Drumset notation

Maybe a little offtopic: I know the team from Dorico is developing the Drumset notation. During the time I will ‘notate’ drumset on a staff that has no sound and for playback on staff that is hidden in the score.

Is there a standard for drum notation? Sometime I see the snare is (with the hi-hat) notated as ‘first voice’ and the bass as second. Sometimes I see the snare and the bass notated as second voice (beams to below).

There are many “standards” for drum notation. That fact may be the reason Dorico’s development team are taking time over it - they may be trying to cater to lots of different ways of doing it, like they did with chord symbols.

A significant proportion of drum notation uses upstems for hands and downstems for feet.

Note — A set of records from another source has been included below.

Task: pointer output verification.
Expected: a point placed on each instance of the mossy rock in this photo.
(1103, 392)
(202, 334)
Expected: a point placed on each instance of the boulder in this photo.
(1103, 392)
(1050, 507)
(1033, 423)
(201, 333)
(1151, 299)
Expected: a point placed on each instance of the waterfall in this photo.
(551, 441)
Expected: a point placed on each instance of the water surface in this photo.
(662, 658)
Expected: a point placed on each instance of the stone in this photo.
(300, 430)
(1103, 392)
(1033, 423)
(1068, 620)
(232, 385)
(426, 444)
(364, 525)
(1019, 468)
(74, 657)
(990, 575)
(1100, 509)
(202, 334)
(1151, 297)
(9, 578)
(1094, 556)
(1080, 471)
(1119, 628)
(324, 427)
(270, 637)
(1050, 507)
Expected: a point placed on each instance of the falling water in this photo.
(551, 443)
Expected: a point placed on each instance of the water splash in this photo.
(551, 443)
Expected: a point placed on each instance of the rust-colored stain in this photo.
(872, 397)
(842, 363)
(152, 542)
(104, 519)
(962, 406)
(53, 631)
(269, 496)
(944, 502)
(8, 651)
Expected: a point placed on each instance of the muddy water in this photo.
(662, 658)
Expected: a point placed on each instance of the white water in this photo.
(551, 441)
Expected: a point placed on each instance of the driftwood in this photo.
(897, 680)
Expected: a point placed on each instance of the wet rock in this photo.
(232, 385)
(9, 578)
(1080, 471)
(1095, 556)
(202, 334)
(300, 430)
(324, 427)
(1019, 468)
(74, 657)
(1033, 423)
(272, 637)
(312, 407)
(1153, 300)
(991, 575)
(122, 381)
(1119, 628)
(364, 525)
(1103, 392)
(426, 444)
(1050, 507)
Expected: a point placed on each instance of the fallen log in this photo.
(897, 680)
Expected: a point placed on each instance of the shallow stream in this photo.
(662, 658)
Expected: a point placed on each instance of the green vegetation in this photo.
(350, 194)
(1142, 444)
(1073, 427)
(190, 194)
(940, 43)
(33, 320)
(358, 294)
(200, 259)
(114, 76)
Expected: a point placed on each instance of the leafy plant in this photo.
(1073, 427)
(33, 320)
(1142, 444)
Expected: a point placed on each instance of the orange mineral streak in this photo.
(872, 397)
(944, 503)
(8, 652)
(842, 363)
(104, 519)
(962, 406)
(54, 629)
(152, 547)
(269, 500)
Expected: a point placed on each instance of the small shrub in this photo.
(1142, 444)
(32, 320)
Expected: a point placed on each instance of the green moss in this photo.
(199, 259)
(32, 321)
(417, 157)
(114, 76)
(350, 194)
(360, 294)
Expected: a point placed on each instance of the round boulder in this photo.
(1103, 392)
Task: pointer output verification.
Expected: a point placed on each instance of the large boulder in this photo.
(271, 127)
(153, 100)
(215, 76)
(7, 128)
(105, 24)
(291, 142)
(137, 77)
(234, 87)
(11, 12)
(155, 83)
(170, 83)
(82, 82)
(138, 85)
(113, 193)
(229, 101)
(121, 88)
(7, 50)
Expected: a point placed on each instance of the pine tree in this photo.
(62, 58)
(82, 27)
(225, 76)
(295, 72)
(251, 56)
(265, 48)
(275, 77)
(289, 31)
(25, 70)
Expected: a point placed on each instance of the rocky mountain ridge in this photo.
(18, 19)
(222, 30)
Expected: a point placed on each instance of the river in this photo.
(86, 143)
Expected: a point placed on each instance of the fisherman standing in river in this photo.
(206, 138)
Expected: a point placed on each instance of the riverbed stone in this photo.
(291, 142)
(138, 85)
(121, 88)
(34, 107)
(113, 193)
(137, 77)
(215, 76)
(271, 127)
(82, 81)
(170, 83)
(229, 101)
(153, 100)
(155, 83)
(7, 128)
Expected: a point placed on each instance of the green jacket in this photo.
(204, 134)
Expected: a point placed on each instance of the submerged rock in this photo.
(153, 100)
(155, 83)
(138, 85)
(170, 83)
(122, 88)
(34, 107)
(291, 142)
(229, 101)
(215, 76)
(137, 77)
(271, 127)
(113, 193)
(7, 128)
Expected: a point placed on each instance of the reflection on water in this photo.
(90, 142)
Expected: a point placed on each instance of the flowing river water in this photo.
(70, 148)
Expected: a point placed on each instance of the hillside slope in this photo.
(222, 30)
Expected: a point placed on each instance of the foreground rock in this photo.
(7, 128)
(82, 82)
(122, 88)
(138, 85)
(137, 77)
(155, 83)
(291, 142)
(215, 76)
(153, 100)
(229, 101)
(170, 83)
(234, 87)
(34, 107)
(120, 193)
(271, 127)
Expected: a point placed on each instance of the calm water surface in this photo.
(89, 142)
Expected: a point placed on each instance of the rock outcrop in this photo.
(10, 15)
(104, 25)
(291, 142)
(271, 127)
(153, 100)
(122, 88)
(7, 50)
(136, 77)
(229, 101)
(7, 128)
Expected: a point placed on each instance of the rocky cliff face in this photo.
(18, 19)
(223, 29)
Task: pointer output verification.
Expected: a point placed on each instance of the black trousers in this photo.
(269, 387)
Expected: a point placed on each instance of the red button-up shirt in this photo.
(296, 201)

Very intersting discussion on the Facebook group https://www.facebook.com/groups/musicengravingtips/permalink/1783532201945664/

There’s been some guidelines from Norman Weinberg and PAS out there for a while:

http://www.normanweinberg.com/uploads/8/1/6/4/81640608/940506pn_guildines_for_drumset.pdf

https://www.amazon.com/GUIDE-DRUMSET-NOTATION-Norman-Weinberg/dp/0966492811

We are deep into the implementation of percussion notation, including drum set notation, at the moment. We are aware of three main conventions for the voicing of notes on a drum set/drum kit staff: one is to have kick and snare in one down-stem voice, and hi-hats/cymbals in another up-stem voice; another is to have kick in the down-stem voice and snare, hi-hats, cymbals etc. in the up-stem voice (the basic division there being “feet” in one voice and “hands” in another); and yet another is to use a single voice for everything.

Dorico will make it easy to use any of these conventions – and indeed to create your own mapping between instruments in the kit, stem direction, and which other instruments should be grouped on the same stem (i.e. in the same voice) – and it will have a number of other clever tricks up its sleeve, too. I think we are on track to have the most powerful and flexible support for percussion of any scoring program.

I really am anxious to see this. Go Dorico!

This sounds really promising !

All sounding exciting… :slight_smile:

Was/is there time for the ‘dedicated tool for sticking indication’ to be included - mentioned briefly here:- https://www.steinberg.net/forums/viewtopic.php?p=655354#p655354

That sounds pretty good Daniel! Can you tell a little bit about open and closed hihat notation? And I really hope there is a good import and conversion for midi files. I’m working with Supior Drummer and EZDrummer.
For me it"s also important that I can copy the base part from a drumkit to a bass drum player alone.

And… I really hopes that it would be possible to make a library with drum patterns. A library like EZDrummer where I can put and save drum patterns that I often use. This is also possible when ‘midi clips’ can be inserted, but a library (toolbox) looks very handy to me.

Succes with the development of the drum-notation.

We won’t have any drum pattern library features in this first release, but you should be able to easily maintain a separate project containing your favourite drum patterns (e.g. as separate flows) so that you can copy and paste them into your current project.

In Dorico, because each percussion instrument (e.g. bass drum, snare drum, every tom-tom, every cymbal) is actually a separate instrument, it’s easy to copy the music from just one component of the kit to another instrument. In Layout Options, you would change the percussion presentation option from five-line staff to show individual instruments, which will make every instrument in the kit appear on its own individual single-line “staff”, at which point you can then copy and paste from that staff to another bass drum held by a different player.

As for MIDI and MusicXML import, we are doing the best that we can. With MIDI we assume that the instrument is using the General MIDI drum set, and then we import accordingly. With MusicXML, different applications export different amounts of percussion data, so the results can be variable. Again, the neat thing is that because each instrument is imported as an individual instrument and then combined together into a kit instrument, you can easily change a single instrument within a kit instrument, or change the staff position where that instrument appears in a five-line staff, etc., completely dynamically.

I’m loving these little bits you’re revealing. I can only hope that the implementation is running smoothly, and that it works just as well for those who want to engrave for multipercussion sets a bit more demanding than your usual drum set.